Вещь известная. Чувство, возникающее только здесь, не обманывает. И не в исторической правде тут суть: во времена, когда этот храм действовал, он конечно же был не полуразрушен, а богато украшен, покрыт сводом, его жертвенник окружали стены, а вокруг двигалась пестрая и шумная толпа, как это можно видеть сегодня во всех местах паломничеств и празднеств[179]. Речь о правде, которую для нас приберегли, вероятно, перед самым концом света и, уж точно, намного позже конца богов, во славу которых был возведен этот храм и множество других. Какова же, в конце концов, эта правда?
Может быть, такова: прошедшие столетия понемногу унесли с собой те хрупкие формы, в которые облачались чувства верующих, чтобы оставить лишь самые важные знаки, тем более драгоценные для нас, что они, как мы хорошо понимаем, последние и тоже обречены рано или поздно исчезнуть; знаки, важные тем, что позволяют чувствовать связь между местом и водруженным на нем памятником, между миром и нами; знаки, сведенные до самого простого, изъеденных ступеней и колонн, постепенно все более похожих на скалу, которая служит им опорой, и все гуще покрытых травой и мхом, а не золотом. Словно конец храма совпадает с его началом, истоком, первым движением, которым человек превратил камень в стелу, и словно мы, сегодняшние, еще способны понять это движение и даже, на свой лад, сделать какое-то похожее, но не повторяя прежнего.

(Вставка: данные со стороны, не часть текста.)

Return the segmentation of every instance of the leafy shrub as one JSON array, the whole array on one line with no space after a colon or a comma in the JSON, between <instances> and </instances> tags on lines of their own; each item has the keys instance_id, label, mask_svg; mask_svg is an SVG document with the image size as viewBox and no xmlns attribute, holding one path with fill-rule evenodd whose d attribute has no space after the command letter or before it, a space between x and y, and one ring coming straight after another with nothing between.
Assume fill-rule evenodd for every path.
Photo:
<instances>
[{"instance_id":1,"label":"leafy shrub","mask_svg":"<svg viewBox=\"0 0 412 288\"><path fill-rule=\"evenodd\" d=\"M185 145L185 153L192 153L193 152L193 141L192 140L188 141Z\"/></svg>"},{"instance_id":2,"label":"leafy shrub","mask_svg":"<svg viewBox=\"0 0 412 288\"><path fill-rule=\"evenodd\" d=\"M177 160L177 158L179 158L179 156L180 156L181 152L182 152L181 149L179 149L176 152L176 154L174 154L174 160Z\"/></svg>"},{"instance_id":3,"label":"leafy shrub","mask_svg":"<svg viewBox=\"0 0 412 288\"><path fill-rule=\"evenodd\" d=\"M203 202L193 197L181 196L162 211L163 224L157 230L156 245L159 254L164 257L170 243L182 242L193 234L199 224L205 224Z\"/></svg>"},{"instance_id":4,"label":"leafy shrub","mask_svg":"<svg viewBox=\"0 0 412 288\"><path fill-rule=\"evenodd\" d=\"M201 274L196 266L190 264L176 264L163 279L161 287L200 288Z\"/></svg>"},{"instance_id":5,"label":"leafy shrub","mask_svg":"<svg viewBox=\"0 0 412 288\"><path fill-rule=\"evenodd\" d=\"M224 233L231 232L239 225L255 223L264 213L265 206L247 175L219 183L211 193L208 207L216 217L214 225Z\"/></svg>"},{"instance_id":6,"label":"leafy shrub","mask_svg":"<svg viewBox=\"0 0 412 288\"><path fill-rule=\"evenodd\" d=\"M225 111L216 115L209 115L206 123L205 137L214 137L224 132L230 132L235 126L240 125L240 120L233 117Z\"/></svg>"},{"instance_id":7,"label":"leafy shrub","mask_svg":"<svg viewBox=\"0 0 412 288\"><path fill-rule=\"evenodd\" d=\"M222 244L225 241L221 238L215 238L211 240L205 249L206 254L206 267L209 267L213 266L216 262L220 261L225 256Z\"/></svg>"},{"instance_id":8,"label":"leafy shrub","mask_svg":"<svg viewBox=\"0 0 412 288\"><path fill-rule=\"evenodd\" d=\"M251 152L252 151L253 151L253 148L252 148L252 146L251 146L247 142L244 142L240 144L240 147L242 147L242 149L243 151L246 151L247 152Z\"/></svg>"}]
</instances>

Назвать запустение, как я только что сделал, чудесным, а еще раньше его таким увидеть — в этом есть, в конце концов, что-то шокирующее. Чистое эстетство? По-моему, напротив: пережитое там волнение, почти восторг, даже если отчасти они были связаны с одним воскресшим воспоминанием, далеким, но уцелевшим — а такое воскрешение всегда несет с собой чувство непрерывности жизни, единства личности, — прежде всего объяснялось ощущением «правды», такой же, как в Сегесте, но на этот раз в обыденном облике и в противоположность более либо менее глубокому впечатлению подделки, которое охватывает в местах, прошедших реставрацию, не важно — плохо или хорошо она была сделана. Понятно, что никого не радует, когда квартал старых Сиракуз становится нищенским и, может быть, даже небезопасным для здоровья; тем не менее в нем была правда, по крайней мере, правда о беге времени, об истории, о том, что эти дворцы, эти церкви, эти волюты, всё это искусство — в прошлом, что оно изглодано смертью и что невозможно это вечно скрывать и подгримировывать. Мало-помалу этот город все больше походил то ли на ширящееся кладбище, то ли на затяжное кораблекрушение и именно поэтому бесконечно трогал тем, что хотя бы в самом скромном виде сохранял след жизни, неуступчивый, как барвинок или вьюнок.